Zoomcar, a self-drive car rental company, has been growing at a fast pace in India. After five years of operation, the company’s service is available in 29 cities in the country. Besides, it is also planning to explore other Asian and African markets.
Greg Moran, the chief executive officer (CEO) and co-founder of Zoomcar is now one of the veterans in the technology-based mobility space.
Moran, who has been observing the market for a long, however, thinks the business model of Ola and Uber are flawed and they won’t be able to churn money.
In his interview with Business Standard, he added these companies need to revisit their strategy.
He pointed towards the China and Indonesia markets where mobility companies were a proxy for something large. The ride-hailing platforms in these countries are consumer service companies which are servicing everyday needs and not just mobility.
In his opinion, if Ola and Uber do ride-sharing business only, they will never be able to make money.
Moran further explained the ride-sharing firms are offering heavy subsidies to both riders and drivers; there is a huge subvention.
“Whenever you try to become profitable with the driver, there will be a tension.

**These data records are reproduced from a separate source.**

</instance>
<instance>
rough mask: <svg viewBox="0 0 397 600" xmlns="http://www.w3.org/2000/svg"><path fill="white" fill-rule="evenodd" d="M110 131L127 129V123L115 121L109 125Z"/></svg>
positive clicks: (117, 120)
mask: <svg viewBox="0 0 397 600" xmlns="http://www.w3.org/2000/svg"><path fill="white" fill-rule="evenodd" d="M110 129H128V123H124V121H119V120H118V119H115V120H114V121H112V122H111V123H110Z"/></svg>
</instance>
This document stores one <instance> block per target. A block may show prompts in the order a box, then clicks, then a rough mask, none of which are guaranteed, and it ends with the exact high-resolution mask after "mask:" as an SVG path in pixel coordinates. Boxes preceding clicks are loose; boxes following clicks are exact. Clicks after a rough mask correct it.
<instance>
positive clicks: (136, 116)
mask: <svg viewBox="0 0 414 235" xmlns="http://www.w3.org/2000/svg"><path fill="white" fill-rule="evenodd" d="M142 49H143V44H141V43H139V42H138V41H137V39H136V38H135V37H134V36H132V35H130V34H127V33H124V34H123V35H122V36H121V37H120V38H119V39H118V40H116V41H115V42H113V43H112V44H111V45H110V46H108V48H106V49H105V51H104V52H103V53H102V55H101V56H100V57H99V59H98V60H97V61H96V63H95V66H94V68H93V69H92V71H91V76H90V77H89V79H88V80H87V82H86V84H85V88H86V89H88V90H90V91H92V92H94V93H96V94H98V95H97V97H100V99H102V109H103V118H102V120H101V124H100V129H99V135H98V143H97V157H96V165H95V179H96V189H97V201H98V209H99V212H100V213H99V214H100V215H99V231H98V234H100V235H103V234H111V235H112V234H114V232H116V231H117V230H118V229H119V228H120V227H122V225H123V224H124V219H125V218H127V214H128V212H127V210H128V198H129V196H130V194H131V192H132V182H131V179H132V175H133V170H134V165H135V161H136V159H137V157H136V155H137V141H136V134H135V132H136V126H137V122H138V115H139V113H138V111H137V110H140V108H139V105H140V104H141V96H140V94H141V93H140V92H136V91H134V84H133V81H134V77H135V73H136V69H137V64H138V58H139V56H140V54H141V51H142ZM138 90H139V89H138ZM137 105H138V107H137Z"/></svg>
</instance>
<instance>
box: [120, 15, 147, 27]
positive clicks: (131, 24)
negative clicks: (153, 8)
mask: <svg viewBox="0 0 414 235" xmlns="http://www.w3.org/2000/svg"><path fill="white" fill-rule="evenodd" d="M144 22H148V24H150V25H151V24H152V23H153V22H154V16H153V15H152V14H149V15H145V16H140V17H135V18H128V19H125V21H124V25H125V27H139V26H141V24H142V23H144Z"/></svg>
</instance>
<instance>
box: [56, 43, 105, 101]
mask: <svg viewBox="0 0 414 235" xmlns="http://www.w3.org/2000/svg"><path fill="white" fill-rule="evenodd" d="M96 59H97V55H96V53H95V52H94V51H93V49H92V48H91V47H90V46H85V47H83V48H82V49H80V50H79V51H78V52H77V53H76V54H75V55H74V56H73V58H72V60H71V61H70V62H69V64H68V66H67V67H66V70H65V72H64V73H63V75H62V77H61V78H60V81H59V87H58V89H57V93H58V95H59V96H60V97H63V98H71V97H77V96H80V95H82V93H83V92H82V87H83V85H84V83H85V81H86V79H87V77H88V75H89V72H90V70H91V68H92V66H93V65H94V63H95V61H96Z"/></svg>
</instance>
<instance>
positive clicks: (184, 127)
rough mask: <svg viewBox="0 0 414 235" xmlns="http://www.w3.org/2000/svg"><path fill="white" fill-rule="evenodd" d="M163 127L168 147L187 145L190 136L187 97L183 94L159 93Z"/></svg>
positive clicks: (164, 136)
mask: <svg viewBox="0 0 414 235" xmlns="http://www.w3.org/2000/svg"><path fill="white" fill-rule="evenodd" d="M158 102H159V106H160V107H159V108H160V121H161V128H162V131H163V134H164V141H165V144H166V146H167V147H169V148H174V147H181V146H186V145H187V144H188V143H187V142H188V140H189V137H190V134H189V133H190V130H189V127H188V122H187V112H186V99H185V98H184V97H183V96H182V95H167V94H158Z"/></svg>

A rideshare driver-based mobility can only become profitable if you eliminate the driver.”
Zoomcar rides on growth model
Zoomcar, however, boasts of strong unit economics. Since its inception in 2013, it claims to have clocked more than 9 lakh trips with a ticket size of about Rs 4,000-6,000 on an average.
During these years, Zoomcar also shifted to a new model called Zoomcar Associate Program (ZAP) for the next round of growth. The program allows people buy cars and lease it to Zoomcar for running it as a self-driven rental car.
The Bengaluru-based company is betting big on the new program. It believes that its ZAP major revenue stream model will help the company achieve its target. Over the next few years, the car rental company is targeting to have a fleet of 25,000 cars for which its ZAP would account 85-90 per cent.